With choruses like “All die young”, tongue in cheek or not, you can’t help but admire the confidence on show. “Everybody wants to be a star on a Saturday night…It’s the end of the night, are you gonna go home?”, from ‘End of the Night’, highlight the spirit and simplicity of the album’s lyrics. It's predominantly content that your average early twenty-something would sing about: going out, getting laid (at least trying to). Simple, yes, but sometimes less is more.
This being their second record, Smith Westerns have already proven to have a life expectancy longer than many of their peers. The trio have distanced themselves from the bratty punk of their lo-fi debut, altering the formula that initially got them noticed. To quote forehead enthusiast Zinedine Zidane, “Why put another layer of gold paint on the Bentley when you are losing the entire engine?"
They haven’t turned into a group of bed-wetters. There is still bite here and the engine is intact. It is controlled chaos in a shiny package. Dye It Blonde is evidence of evolution. Seemingly a lot can change in two years, such as learning how to play their instruments and finding someone to bankroll an experienced producer to steer the ship.

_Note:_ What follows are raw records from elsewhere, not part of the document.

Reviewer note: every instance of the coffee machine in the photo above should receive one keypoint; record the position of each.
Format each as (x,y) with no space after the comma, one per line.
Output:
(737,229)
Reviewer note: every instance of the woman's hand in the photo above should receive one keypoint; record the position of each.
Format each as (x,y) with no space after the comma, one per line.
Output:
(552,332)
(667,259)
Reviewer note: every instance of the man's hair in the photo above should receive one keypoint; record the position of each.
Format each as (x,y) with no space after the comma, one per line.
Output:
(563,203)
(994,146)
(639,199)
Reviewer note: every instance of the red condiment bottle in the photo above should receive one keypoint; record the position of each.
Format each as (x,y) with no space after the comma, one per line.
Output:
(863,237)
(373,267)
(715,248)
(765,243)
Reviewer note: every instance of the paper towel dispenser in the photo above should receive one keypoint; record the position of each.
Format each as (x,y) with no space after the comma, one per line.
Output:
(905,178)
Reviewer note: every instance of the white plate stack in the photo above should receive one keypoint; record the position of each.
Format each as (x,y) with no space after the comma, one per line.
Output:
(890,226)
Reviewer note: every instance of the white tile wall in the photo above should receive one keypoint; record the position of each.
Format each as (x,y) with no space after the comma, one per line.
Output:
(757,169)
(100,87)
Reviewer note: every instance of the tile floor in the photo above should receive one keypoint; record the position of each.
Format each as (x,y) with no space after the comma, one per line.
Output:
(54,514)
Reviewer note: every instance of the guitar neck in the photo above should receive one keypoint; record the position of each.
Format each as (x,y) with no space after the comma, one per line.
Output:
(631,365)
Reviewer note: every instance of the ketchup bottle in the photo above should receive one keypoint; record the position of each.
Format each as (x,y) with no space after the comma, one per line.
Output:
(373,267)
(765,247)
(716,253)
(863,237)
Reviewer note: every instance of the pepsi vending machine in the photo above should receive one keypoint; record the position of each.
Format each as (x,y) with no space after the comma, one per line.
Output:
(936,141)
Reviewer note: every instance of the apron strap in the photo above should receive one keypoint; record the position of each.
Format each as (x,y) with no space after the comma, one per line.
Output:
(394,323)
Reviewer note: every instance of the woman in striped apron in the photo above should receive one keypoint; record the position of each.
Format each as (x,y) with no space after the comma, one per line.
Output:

Dye It Blonde has unexpectedly crept into contention for being my favourite record of 2011 so far. On paper I would have assumed that this album would be another sonic parasite, but there’s a strange magnetism. It doesn’t feel like compromise, or hitchhiking on any bandwagon. No doubt like 99/100 new bands who garner anything even approaching critical success, they’ll eventually be hung out to dry, by either the tides of fashion or their own tongues. So enjoy it while you can.